CHAPTER XXIV. — DER KAISER
Downstairs, the household was in a state of suppressed excitement. The German men servants, without the usual protection of a brilliant uniform, looked as if they would like to drop everything and hide themselves in the coal cellar. The maids were almost on the verge of tears. Mrs. Jones, with all the jewelry on that she possessed, was moving about with a flushed face seeing that everything was in order.
“For Heaven’s sake, hurry up, Jack,” she said. “We must have a short dinner and be ready when the Emperor arrives. As for myself, I never can touch anything for hours before I meet him. He scares me almost out of my wits.”

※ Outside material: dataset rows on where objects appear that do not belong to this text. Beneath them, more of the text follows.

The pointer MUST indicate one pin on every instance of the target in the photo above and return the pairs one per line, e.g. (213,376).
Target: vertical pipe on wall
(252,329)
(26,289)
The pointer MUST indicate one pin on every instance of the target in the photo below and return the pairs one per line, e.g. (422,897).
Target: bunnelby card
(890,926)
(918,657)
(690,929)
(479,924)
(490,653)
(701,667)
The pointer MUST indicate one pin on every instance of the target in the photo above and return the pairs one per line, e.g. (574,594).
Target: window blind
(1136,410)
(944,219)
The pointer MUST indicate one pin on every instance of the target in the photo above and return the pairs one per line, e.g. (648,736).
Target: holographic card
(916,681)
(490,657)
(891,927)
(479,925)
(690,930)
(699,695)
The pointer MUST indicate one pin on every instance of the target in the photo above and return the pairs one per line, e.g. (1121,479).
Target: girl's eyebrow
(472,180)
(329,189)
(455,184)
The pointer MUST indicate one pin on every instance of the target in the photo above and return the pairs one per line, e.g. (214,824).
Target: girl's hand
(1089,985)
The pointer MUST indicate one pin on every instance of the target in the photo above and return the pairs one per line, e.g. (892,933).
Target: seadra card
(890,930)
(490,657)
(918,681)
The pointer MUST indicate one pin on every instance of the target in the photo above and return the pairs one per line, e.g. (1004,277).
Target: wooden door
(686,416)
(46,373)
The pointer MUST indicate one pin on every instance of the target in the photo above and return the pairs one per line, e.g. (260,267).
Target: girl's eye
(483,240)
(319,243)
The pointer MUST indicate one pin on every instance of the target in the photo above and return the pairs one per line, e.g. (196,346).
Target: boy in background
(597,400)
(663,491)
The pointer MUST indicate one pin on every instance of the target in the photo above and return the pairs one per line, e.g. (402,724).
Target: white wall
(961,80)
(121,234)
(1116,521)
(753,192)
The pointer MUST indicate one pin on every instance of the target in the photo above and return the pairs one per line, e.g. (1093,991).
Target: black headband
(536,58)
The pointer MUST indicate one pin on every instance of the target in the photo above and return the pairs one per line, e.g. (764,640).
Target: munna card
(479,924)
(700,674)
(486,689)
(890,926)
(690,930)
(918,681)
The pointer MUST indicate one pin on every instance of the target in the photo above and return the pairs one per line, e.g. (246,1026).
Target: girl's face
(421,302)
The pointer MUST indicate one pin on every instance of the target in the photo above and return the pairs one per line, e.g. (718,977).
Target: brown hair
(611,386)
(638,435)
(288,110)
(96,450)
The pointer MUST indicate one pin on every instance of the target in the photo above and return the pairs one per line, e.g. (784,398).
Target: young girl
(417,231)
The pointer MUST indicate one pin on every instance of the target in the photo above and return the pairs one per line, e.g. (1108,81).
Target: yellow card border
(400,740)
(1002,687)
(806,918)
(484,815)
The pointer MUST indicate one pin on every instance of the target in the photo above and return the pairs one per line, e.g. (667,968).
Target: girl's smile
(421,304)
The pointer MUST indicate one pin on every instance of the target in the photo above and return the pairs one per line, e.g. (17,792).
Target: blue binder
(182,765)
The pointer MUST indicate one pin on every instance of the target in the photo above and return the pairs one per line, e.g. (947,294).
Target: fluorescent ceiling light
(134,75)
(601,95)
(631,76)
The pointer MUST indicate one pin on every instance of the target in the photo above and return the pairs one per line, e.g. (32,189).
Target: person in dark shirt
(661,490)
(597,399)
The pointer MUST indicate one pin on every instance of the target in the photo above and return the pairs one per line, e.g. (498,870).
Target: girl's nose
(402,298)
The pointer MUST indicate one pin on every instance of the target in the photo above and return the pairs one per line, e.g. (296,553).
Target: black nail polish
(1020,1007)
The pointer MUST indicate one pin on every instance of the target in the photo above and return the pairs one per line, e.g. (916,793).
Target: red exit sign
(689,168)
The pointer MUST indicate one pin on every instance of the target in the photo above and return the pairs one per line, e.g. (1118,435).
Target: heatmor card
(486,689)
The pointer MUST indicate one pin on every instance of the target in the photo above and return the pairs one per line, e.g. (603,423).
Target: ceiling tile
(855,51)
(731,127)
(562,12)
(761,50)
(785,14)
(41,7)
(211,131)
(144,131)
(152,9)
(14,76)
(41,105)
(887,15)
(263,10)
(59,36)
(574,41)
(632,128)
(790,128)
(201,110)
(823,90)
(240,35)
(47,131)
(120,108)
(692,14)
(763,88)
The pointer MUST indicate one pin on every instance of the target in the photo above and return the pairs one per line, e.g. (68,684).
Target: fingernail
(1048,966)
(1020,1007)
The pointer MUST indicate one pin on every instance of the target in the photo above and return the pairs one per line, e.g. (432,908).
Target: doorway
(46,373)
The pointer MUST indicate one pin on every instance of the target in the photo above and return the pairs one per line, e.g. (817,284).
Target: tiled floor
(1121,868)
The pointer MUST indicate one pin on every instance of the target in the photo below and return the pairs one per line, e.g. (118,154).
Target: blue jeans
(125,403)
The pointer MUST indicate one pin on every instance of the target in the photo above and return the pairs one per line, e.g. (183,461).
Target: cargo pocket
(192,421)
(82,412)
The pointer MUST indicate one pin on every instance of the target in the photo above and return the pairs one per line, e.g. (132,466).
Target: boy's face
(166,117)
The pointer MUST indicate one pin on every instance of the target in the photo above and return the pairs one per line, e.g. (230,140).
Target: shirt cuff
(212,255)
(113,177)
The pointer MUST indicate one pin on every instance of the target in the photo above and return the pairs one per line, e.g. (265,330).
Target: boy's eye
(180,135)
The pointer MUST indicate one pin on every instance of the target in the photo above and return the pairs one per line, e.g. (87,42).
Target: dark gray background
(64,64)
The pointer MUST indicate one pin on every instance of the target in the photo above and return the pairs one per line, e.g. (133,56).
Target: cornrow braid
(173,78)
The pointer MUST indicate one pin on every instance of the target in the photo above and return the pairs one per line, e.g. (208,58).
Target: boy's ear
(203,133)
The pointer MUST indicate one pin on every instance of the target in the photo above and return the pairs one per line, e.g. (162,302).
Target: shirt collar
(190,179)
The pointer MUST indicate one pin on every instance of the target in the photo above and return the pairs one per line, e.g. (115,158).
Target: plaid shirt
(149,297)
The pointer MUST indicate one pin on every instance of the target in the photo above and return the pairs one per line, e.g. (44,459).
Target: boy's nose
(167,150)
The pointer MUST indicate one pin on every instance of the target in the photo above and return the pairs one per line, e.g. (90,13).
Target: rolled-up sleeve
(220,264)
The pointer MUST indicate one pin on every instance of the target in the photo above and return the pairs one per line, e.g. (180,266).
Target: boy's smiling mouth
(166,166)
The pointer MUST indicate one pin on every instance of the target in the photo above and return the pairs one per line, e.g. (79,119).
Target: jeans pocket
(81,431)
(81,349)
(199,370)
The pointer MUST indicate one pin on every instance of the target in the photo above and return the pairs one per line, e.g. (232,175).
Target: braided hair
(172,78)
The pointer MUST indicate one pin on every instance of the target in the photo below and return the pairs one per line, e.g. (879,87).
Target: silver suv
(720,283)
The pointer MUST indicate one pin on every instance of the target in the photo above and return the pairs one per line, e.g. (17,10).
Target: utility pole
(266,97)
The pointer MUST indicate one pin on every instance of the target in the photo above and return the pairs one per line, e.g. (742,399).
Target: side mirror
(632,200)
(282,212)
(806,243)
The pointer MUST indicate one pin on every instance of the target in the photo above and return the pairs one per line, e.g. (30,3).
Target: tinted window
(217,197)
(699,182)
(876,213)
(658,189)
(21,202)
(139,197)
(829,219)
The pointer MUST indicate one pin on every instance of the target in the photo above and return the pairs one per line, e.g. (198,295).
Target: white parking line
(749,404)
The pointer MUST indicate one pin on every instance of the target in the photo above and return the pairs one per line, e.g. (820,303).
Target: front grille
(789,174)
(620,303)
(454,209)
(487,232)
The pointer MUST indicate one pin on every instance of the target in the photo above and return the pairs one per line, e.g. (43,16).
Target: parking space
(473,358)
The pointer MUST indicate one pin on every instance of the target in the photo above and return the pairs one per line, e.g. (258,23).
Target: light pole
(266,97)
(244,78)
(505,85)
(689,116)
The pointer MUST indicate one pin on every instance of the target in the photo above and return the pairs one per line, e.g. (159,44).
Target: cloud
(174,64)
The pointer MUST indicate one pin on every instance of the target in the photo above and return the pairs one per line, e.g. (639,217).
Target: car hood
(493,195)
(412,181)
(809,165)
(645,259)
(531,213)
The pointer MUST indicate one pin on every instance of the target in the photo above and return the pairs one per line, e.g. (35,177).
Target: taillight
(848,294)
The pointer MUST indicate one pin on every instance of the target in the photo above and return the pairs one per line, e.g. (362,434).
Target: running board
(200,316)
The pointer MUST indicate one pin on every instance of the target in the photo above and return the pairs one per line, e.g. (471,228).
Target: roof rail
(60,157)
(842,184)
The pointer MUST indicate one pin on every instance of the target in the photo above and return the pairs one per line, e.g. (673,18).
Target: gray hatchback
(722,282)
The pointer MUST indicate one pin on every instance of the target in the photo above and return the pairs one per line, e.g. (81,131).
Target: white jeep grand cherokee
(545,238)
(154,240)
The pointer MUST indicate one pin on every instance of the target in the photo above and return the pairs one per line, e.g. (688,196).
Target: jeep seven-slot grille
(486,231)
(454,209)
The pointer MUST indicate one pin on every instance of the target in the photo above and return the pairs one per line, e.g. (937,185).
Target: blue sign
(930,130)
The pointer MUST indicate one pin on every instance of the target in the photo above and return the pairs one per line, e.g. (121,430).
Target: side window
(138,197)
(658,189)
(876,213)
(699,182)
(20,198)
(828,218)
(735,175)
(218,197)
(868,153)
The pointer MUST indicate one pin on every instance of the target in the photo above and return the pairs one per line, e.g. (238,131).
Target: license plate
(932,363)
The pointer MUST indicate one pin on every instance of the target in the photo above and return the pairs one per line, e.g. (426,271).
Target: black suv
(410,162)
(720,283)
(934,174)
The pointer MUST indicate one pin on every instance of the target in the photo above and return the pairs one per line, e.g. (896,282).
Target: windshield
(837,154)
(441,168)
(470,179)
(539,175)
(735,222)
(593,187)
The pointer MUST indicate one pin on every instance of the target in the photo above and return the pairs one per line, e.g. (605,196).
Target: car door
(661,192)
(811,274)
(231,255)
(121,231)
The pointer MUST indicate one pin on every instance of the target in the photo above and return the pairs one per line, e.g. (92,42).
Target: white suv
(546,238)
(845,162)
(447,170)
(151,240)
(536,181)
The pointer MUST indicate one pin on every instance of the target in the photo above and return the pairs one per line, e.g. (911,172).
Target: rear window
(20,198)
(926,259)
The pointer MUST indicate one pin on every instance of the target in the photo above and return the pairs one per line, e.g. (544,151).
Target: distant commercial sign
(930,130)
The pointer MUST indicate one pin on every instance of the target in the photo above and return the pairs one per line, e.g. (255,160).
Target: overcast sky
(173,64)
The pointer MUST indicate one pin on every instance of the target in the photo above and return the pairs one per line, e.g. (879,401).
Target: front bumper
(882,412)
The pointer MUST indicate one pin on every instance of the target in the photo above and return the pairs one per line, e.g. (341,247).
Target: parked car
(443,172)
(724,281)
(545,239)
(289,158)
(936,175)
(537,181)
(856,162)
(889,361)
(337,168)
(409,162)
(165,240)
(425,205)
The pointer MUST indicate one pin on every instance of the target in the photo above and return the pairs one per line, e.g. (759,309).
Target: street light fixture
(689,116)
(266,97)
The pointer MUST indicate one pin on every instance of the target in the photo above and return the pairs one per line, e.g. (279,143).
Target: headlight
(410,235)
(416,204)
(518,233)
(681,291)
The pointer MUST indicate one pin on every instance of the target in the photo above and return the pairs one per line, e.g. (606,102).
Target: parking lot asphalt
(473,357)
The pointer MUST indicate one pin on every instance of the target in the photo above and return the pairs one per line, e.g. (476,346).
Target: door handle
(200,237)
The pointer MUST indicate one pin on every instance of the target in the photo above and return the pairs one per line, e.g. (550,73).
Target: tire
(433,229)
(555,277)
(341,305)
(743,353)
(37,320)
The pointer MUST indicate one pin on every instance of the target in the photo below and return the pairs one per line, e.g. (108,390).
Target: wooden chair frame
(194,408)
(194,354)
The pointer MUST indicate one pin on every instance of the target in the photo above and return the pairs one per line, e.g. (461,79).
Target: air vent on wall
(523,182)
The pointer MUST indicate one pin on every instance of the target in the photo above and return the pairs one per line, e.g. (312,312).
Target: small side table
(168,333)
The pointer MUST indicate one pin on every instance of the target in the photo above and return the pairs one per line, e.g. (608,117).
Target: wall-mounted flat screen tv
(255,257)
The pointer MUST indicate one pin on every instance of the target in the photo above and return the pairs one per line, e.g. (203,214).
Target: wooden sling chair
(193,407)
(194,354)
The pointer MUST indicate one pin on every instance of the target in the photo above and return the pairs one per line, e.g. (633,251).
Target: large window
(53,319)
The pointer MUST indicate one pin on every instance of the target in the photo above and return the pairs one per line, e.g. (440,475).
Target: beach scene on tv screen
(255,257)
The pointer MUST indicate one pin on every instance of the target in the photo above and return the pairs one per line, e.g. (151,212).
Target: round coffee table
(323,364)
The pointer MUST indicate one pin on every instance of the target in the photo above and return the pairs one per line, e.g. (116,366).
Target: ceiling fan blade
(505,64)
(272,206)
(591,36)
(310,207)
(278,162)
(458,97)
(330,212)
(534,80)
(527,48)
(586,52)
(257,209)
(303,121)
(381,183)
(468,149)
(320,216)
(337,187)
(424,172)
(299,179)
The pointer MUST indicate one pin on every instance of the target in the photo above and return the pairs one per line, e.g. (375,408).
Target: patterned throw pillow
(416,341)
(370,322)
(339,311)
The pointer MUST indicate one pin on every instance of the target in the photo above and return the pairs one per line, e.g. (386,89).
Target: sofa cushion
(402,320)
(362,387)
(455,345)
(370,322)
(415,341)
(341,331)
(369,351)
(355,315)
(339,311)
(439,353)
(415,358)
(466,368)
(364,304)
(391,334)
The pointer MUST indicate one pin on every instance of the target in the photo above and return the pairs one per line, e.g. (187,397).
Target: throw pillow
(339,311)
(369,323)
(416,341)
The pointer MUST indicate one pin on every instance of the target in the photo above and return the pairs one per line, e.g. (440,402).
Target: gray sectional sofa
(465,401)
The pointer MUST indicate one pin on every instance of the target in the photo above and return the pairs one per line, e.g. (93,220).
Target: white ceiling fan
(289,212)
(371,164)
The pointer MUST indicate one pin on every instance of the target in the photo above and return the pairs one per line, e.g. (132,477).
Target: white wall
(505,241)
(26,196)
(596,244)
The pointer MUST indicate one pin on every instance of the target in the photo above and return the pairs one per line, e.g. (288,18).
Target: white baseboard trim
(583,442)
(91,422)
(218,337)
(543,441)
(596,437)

Her husband was walking up and down with the expression of a man who is the speaker of the evening, watching the waiters serving coffee and passing cigars. The only persons who seemed perfectly at their ease were Lawrence and his Bowery boy valet, Fred, who were holding a very serious conversation in the corner of the hall.
Dinner, it must be confessed, was very like the gathering of the distant relatives the night before the funeral of the rich old maid of the family. Lawrence’s jokes were either not heard or were received with sad-eyed contortions of the face that were less like a smile than the premonition of a sneeze. The strain was so great that as they were having their coffee a sudden clatter in the street came as an immense relief.